The purpose of this section is to review some of the key concepts in basic R usage, and statistical testing
print("Hello World")
[1] "Hello World"
The document may also contain other formatting options that are used to render the HTML (or PDF, Word) output.
Here is some italic text, but we can also write in bold, or write things
We will use a dataset from The University of Sheffield Mathematics and Statistics Help group ((MASH)(https://www.sheffield.ac.uk/mash/statistics2/anova)).

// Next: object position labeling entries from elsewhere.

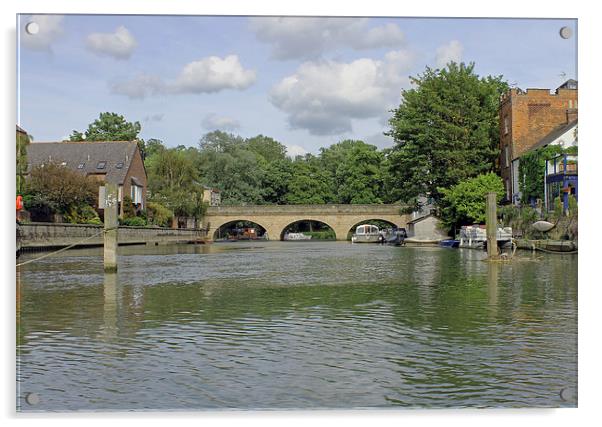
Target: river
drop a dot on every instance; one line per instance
(279, 325)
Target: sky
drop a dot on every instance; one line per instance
(307, 82)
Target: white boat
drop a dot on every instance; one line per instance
(296, 236)
(366, 233)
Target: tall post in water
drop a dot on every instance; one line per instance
(110, 234)
(491, 221)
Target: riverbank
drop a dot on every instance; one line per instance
(40, 236)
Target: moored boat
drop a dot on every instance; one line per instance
(296, 236)
(366, 233)
(449, 243)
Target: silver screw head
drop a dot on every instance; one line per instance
(566, 32)
(32, 28)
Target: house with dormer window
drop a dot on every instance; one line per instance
(115, 162)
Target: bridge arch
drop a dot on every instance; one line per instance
(275, 218)
(290, 226)
(218, 231)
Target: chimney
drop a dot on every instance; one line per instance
(571, 114)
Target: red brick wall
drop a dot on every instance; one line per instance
(531, 116)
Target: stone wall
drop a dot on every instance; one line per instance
(43, 234)
(276, 218)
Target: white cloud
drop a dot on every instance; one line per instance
(120, 44)
(50, 28)
(207, 75)
(307, 37)
(154, 117)
(215, 122)
(324, 96)
(380, 140)
(140, 86)
(295, 150)
(449, 52)
(213, 74)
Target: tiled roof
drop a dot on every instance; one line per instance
(86, 157)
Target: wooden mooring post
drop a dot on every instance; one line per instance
(491, 221)
(110, 231)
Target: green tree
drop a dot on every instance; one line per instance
(23, 141)
(464, 203)
(276, 181)
(310, 183)
(220, 142)
(108, 127)
(53, 188)
(356, 168)
(445, 131)
(268, 148)
(225, 162)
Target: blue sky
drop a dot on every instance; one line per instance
(307, 82)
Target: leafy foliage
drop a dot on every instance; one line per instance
(158, 214)
(531, 170)
(82, 214)
(174, 180)
(445, 131)
(22, 143)
(136, 221)
(464, 203)
(55, 188)
(108, 127)
(521, 220)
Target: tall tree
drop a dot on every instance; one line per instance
(108, 127)
(445, 131)
(356, 171)
(225, 162)
(310, 183)
(268, 148)
(23, 141)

The data set Diet.csv contains information on 78 people who undertook one of three diets. There is background information such as age, gender (Female=0, Male=1) and height. The aim of the study was to see which diet was best for losing weight so the independent variable (group) is diet.
Like other software (Word, Excel, Photoshop….), R has a default location where it will save files to and import data from. This is known as the working directory in R. You can query what R currently considers its working directory by executing the following R command:-
getwd()
[1] "/Users/coutur01/courses/cruk/LinearModelAndExtensions/20200310/Practicals"
/Users/coutur01/courses/cruk/LinearModelAndExtensions/20200310/Practicals
N.B.Here, a set of open and closed brackets () is used to run the getwd
function with no arguments.
*Note if you are following this material on a Windows machine as opposed to a Linux or MacOS machine you will get a path like C:. If you want to use the complementing R command ‘setwd()’ to set the working directory you MUST escape the i.e. setwd(“C:\Users\Fred”).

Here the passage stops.